Notre espoir est que cette lettre impacte la politique étrangère américaine en Tunisie. Peut être qu’il faudrait se poser la question différemment : pourquoi rien n’a été fait jusqu’à aujourd’hui ?
Danielle Plitka, American Entreprise Institute

M. Mohammed Malouche, président du conseil d’administration de la Tunisian American Young Profesionnals, voit lui cette lettre comme base de la discussion stratégique entre Mehdi Jomaa et les autorités américaines : « Cela servira comme base aux discussions stratégiques qui auront lieux cette semaine et permettra aux deux gouvernements de discuter directement des solutions pragmatiques pour aider la Tunisie.. . »

A l’étude des profils des signataires, un nom a attiré notre attention. Il s’agit de Jerry Sorkin, entrepreneur Américain et fondateur de la compagnie TUNIS-USA, compagnie spécialisée dans le tourisme culturel et historique en Tunisie.

Cet excès de philanthropie ne cacherait-il pas des intérêts personnels ?

S’agirait-il donc d’un lobbying initié par ces signataires ?

Pour Mme Danielle Pletka, la question ne mérite pas d’être posée : « Il est ingrat d’imputer un quelconque intérêt aux signataires de cette lettre. Il ne faut pas chercher plus loin. »

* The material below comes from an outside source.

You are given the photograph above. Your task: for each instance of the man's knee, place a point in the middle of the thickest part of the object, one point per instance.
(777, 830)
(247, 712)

Pour M. Radwan Masmoudi, président du Center for the Study of Islam & Democracy, la réponse est claire : « Les personnes ayant signés cette lettre sont des hommes politiques, des diplomates, des chercheurs et experts aguerris d’horizons politiques différents. Si, voir ces influentes personnalités, amis de la Tunisie, faire pression sur les gouvernants (américains), afin de mieux soutenir la transition en Tunisie est du « lobbying », alors oui, et c’est tout à fait normal. C’est comme ca que fonctionne toutes les démocraties. »

L’avis de M. Masmoudi est quasi unanime auprès des signataires. M. William Zartman, professeur à la SAIS-John Hopking University précise :

Toutes les recommandations publiques, les pressions et les participations (à l’élaboration d’une démocratie) ne sont pas du lobbying. Par exemple : La Tunisie a bénéficiée d’une participation active de la société civile dans la rédaction de sa Constitution, se préoccupant du sort de l’Etat Tunisien et recherchant à inscrire un nouvel ordre stable et réactif au profit des citoyens sans contrepartie. Est-ce du lobbying?! Si vous l’affirmez alors oui tout est lobbying !!
M. William Zartman, professeur à la SAIS-John Hopking University

Il est difficile d’établir aujourd’hui que ces signataires aient un quelconque avantage à tirer d’une telle lettre. Il existe sommes toutes une part de sincérité dans leur démarche, démarche démocratique classique aux Etats-Unis. La prochaine visite de Mehdi Jomaa aux Etats-Unis et les contrats qui y seront signés nous en apprendront plus.